Forwarder image: `alpine/socat`, pinned by digest. One socat
process per ssh entry, multiplexed inside the same gate container
via an entrypoint script that backgrounds N socat invocations:
```
socat TCP-LISTEN:<port_i>,reuseaddr,fork TCP:<Hostname_i>:<Port_i>
```
Listen ports are assigned deterministically per ssh entry (e.g.
`30000 + index`). One container, N listeners, N upstreams.
### Existing code touched
- **`claude_bottle/backend/docker/provision/ssh.py`**: drop the
`ProxyCommand socat - PROXY:...` plumbing and the
`pipelock_proxy_host_port` import. The rendered `~/.ssh/config`
block per entry becomes:
```
Host <name>
HostName <gate-container>
User <user>
Port <listen-port>
IdentityAgent <public-socket>
```
`known_hosts` entries are keyed off `<name>` and the new
`[<gate-container>]:<listen-port>` form so OpenSSH's strict
host-key checking still matches.
- **`claude_bottle/pipelock.py`**: delete
`pipelock_bottle_ssh_hostnames`, `pipelock_bottle_ssh_trusted_domains`,
`pipelock_bottle_ssh_ip_cidrs`, and the calls into them from
`pipelock_effective_allowlist` and `pipelock_build_config`. The
effective allowlist becomes baked-defaults `bottle.egress.allowlist`.
- **`claude_bottle/backend/docker/backend.py`**: instantiate
`DockerSSHGate` alongside `DockerPipelockProxy`; thread its
`prepare` / `start` / `stop` through `resolve_plan` / `launch`.

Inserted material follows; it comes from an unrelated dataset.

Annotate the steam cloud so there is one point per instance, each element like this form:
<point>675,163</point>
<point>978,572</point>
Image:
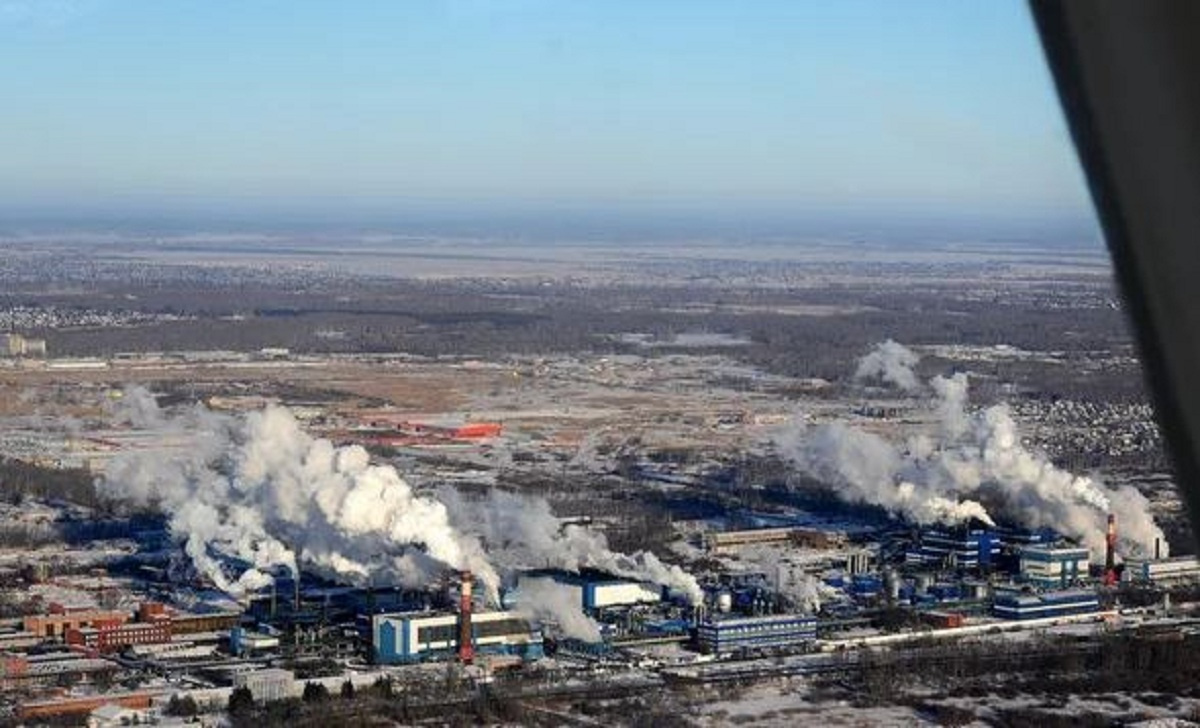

- **`claude_bottle/backend/docker/launch.py`**: add gate start /
stop to the `ExitStack` in the right order — gate must be up
before `provision_ssh` runs so the agent can dial it on first
boot.
- **`claude_bottle/backend/docker/bottle_plan.py`**: new
`SSHGatePlan` field on `DockerBottlePlan`; preflight rendering
surfaces the gate sidecar (name, per-entry listen ports,
upstream `Hostname:Port` targets).
- **Tests**: update `tests/fixtures.py` callers; rewrite
`tests/unit/test_pipelock_yaml.py::TestBuildConfig::test_ssh_shape`
to assert pipelock no longer reflects ssh entries; add unit
tests for `SSHGate.prepare` + render shape; add an integration
test in `tests/integration/` for the `git fetch` round-trip.
### Data model changes
None. `bottle.ssh` schema is unchanged; one new internal plan
dataclass (`SSHGatePlan`) under `claude_bottle/ssh_gate.py`.
### External dependencies
- `alpine/socat` image, pinned by digest (declared next to the
`PIPELOCK_IMAGE` constant). No new Python packages.
## Open questions
- Network topology: does the gate need its own per-agent egress
bridge, or can it share pipelock's egress network? Sharing is
simpler; per-gate isolates failure modes. Decide during
implementation; default to "share pipelock's egress network"
unless a concrete reason emerges.
- Socat container restart policy: a single socat that crashes
takes one upstream offline; do we want a wrapper that restarts
individual listeners, or just rely on `docker restart`? Default
to no-restart for v1 (matches pipelock).
- Connection-level audit log: socat's `-v` mode logs every
connect/close. Worth piping into the bottle's stderr stream, or
is that noise? Default off, reconsider if debugging gets hard.
- Docker DNS for the `<gate-container>` hostname inside the
agent: works via Docker's embedded resolver on user-defined
networks. Verify on the `--internal` network specifically before
implementation.
## References
- PRD 0001: per-agent egress proxy via pipelock — the parent
topology this PRD slots into.
- PRD 0006: pipelock native TLS interception — the change that
surfaced this regression by making pipelock incompatible with
SSH-over-CONNECT.
- `claude_bottle/backend/docker/provision/ssh.py` — current SSH
provisioning that this PRD rewrites.
- `claude_bottle/pipelock.py` — current pipelock config builder
that gains the `bottle.ssh`-derived fields this PRD removes.